Bahnsen’s third “offensive point”: after all he’s said about the theology of work and human nature, it should come as no surprise that he’s unhappy with the concept of retirement. This doesn’t mean he’s unhappy with adjusting our lives to a slower pace as our bodies decline. But he’s concerned that there really is something unbiblical about not working at all and simply traveling and playing golf for possibly decades of one’s life. And he’s especially concerned about the younger workers who lose out on the wisdom and mentorship of older workers. I’ve known too many retirees who experienced deep depression after retiring, not because they’d made a mistake in prioritizing their work before, but because work really is an excellent source of meaning, purpose, social interaction, and even just structure for our days.

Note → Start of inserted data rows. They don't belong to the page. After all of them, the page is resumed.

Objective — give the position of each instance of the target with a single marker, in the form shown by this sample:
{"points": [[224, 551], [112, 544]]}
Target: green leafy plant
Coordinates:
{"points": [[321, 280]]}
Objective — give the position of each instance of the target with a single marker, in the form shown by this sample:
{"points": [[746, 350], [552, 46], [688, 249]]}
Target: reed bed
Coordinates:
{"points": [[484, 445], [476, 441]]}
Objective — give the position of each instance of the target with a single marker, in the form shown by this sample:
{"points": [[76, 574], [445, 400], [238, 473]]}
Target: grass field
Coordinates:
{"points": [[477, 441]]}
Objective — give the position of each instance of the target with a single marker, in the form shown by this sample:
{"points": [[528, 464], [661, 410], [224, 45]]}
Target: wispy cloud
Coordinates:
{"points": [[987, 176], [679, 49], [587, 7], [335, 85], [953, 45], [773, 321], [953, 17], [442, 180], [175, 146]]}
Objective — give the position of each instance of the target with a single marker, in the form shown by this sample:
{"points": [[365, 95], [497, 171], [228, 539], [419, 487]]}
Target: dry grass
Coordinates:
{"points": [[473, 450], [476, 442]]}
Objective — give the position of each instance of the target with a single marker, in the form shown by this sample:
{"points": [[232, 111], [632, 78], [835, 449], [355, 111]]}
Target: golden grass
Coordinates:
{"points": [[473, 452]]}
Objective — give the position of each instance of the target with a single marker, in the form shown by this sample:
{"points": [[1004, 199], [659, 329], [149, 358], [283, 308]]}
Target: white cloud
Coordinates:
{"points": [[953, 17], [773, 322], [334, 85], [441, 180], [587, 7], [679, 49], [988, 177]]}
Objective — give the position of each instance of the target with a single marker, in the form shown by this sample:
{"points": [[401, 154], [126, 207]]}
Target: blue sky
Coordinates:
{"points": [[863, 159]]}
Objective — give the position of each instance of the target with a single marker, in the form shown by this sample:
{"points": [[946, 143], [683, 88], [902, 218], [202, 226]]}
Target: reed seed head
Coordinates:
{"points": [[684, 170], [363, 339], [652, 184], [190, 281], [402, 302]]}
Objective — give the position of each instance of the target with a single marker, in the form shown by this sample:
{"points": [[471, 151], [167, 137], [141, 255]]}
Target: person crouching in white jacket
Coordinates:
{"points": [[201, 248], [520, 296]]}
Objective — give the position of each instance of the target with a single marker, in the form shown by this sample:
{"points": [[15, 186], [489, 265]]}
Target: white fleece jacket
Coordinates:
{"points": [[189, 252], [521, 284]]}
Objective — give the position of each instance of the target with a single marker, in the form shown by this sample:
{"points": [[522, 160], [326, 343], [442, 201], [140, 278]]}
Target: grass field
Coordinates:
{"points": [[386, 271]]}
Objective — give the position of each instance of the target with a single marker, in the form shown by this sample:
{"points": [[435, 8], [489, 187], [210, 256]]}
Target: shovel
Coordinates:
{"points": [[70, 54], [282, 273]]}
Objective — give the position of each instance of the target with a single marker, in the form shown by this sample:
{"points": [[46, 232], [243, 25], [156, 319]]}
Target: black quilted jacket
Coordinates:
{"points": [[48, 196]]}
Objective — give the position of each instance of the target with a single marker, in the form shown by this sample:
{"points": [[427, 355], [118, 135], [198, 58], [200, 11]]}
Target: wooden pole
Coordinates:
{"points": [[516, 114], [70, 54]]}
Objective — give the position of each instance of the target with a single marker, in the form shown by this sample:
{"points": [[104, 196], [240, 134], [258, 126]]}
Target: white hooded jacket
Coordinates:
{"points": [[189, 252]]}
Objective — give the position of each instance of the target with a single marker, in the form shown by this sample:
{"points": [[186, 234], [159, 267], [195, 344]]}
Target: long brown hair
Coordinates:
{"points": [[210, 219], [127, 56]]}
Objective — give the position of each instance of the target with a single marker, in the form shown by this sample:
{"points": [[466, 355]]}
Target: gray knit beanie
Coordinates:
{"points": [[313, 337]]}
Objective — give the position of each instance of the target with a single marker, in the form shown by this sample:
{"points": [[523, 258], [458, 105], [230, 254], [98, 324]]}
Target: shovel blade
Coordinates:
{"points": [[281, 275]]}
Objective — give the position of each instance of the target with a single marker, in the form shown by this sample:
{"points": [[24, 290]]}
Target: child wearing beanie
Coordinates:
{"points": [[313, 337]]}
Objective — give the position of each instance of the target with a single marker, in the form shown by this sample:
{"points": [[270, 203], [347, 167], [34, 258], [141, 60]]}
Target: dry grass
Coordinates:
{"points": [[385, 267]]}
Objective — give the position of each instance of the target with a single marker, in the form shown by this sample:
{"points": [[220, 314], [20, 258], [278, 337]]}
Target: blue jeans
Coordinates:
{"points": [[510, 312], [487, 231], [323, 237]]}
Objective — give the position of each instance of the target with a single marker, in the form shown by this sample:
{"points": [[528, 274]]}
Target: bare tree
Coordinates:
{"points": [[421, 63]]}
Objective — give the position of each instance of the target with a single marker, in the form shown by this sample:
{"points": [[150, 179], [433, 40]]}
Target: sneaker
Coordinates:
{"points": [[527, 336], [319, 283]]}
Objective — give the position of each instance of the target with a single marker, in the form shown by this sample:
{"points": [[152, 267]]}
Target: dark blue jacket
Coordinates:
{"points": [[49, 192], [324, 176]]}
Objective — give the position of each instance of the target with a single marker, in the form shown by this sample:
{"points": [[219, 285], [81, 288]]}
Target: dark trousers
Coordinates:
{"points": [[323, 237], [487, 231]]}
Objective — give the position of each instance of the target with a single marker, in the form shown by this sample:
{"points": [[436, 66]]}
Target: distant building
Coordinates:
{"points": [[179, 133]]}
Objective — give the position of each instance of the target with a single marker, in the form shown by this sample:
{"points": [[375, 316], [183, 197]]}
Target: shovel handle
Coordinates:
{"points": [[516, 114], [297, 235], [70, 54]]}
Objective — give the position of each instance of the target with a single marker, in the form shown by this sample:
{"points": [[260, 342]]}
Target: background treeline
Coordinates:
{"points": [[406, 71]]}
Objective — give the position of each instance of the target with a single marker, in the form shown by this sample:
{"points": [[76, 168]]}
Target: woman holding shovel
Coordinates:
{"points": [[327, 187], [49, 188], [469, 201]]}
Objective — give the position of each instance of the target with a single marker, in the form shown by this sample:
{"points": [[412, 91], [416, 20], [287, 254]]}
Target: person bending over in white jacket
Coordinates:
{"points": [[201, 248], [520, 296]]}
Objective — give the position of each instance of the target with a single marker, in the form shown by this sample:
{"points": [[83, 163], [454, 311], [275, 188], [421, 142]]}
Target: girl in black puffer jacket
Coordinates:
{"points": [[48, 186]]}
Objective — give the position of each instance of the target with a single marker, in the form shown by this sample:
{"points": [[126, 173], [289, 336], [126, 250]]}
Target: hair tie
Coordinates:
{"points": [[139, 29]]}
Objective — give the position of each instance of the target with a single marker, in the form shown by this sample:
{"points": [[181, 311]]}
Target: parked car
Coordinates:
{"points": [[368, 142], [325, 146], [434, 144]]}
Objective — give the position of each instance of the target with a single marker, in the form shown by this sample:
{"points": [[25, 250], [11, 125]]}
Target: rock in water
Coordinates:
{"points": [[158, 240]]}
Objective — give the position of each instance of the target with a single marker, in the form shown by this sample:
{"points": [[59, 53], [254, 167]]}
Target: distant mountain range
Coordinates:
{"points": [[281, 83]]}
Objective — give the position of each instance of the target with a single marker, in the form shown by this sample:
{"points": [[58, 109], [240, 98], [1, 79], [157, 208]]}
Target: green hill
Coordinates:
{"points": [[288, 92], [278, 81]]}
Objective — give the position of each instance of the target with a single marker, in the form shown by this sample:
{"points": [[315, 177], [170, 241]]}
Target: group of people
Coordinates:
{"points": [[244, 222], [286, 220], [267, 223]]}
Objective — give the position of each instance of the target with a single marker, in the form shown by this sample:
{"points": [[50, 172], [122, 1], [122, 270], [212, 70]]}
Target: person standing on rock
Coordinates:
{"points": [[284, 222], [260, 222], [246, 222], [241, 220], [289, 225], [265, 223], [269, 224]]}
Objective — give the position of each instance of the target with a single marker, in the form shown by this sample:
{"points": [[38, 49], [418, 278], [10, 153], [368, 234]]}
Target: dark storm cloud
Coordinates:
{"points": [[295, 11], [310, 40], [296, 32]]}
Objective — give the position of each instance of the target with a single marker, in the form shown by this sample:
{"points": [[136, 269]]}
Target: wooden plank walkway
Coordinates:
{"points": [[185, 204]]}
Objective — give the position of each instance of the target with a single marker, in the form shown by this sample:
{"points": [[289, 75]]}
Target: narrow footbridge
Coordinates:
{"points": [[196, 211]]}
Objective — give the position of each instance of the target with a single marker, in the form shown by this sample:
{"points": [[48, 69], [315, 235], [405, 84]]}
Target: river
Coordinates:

Bahnsen’s fourth and final “offense” is a critique of remote work, especially pointing to the loss of organic mentorship relationships. I honestly felt a bit stupid for not considering how remote work would affect the young, who have possibly missed out on the face-to-face work environment entirely. No work lunches with mentors to build one’s careers, no extracurricular outings, and not even the engagement we have when we’re really with a person as opposed to looking at their face over Zoom. At the same time, there’s some research that seems to contradict Bahnsen’s claim that remote work is less efficient. Here, one researcher was surprised by the results he got from a study where remote workers were clearly spending some of their day goofing off: “So we were shocked to find a 13 percent increase in productivity.” He attributes the counterintuitive outcome to two things: more time (remote workers work 9% more) and less distraction (a quieter environment with less chatting led to deeper work). I’ve also been personally hopeful that remote work could actually build community and family by allowing people to be, geographically, where their most important relationships are while still contributing to the economy. Perhaps the negatives that Bahnsen discusses will outweigh these gains in the long-term.
Immediately after finishing this book I was on the phone recommending it to others. Perhaps it’s just my love of surprising and even edgy cultural commentary, but I don’t think so. I thought of my own sons and their struggle with our culture’s constant criticism of hard work. At 18 and 19, they both came to the hard-won conclusion that it wasn’t until they adopted that demanding workout routine or showed up to that early-morning construction job that they really started to feel a sense of order and purpose in their days. This book also worked out in detail what I’ve long suspected: that our weak theology of creation is doing terrible cultural damage. I’ve often said that we need an imago Dei revolution. When it comes, Full-Time will remind us not to leave out that element of our lives that shapes so much of our engagement with the neighbors we’ve been commanded to love: our work.